Bay St. Louis attorney Jimmy McGuire appeared in Circuit Court Monday to represent the 65-year-old Burks, who is charged with killing Gary Clifford Joiner, 42, in July 2007. The death occurred during a disagreement near Burks’ home on Nassau Street in Bay St. Louis.
Judge Larry Bourgeois set an Oct. 4 trial date for Burks, whose trial has already been continued numerous times. He had most recently been scheduled for trial this week.
But after leaving court Monday, McGuire said his first piece of business will be filing a motion to get audio conditions improved in the courtroom itself. After being heavily damaged in Hurricane Katrina, the courthouse on Main Street was renovated and a new wing was added.
The courthouse reopened last August, but lawyers have since complained about noise conditions in the high-ceilinged, 1911-era courtroom. Conversations are badly distorted by poor audio. Sound bounces wildly around the courtroom, and footsteps on the original wooden floors can sound like gunshots.
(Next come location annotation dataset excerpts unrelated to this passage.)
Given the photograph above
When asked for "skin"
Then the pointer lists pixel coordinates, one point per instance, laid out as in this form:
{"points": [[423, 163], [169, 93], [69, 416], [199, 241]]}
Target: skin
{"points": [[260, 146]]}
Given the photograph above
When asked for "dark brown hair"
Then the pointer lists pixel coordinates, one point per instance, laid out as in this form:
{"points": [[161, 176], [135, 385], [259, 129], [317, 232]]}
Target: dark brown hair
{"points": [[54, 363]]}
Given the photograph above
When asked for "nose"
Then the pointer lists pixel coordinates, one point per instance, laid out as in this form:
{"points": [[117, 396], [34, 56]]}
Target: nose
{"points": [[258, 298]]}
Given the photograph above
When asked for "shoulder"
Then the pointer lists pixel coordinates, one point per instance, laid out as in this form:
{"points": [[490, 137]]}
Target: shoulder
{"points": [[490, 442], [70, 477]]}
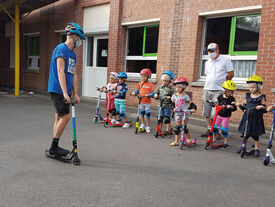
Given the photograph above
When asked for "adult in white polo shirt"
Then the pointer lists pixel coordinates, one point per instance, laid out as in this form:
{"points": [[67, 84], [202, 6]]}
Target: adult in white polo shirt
{"points": [[217, 69]]}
Among other motions he intends to introduce in the Burks case, McGuire said, “I’m going to file a motion for the county to make that courtroom acoustically correct.”
Hancock County supervisors have known of the noise problem for months, and were given a price to remedy the problem, but that has never occurred. County Attorney Ronnie Artigues said Monday that he has recently had discussions with another audio expert on the matter.
Although attorneys have been complaining privately about the acoustics problem, McGuire may be the first to officially raise it through legal channels.
“I want the jury to hear every word” in the Burks trial, he said. “I’m the kind of guy who doesn’t mind rocking the boat. I’m going to rock it.”
Burks, a former bail bondsman, is charged with killing Joiner with a shotgun. Burks is also charged with embezzlement in a separate proceeding, and is represented by McGuire in both cases.
McGuire said he feels confident about the murder case. The night of the killing, he said, Burks had confronted Joiner after the victim stole items from the defendant’s trailer. Joiner was armed and hostile and under the influence of drugs at the time and the shotgun discharged as the two men argued, McGuire said.
“I think this is a great case,” McGuire added.
Burks’ former attorney, Albert Necaise, recently gained permission to be removed from the case because he said Burks had never paid him, and was uncooperative in preparing for his own trial.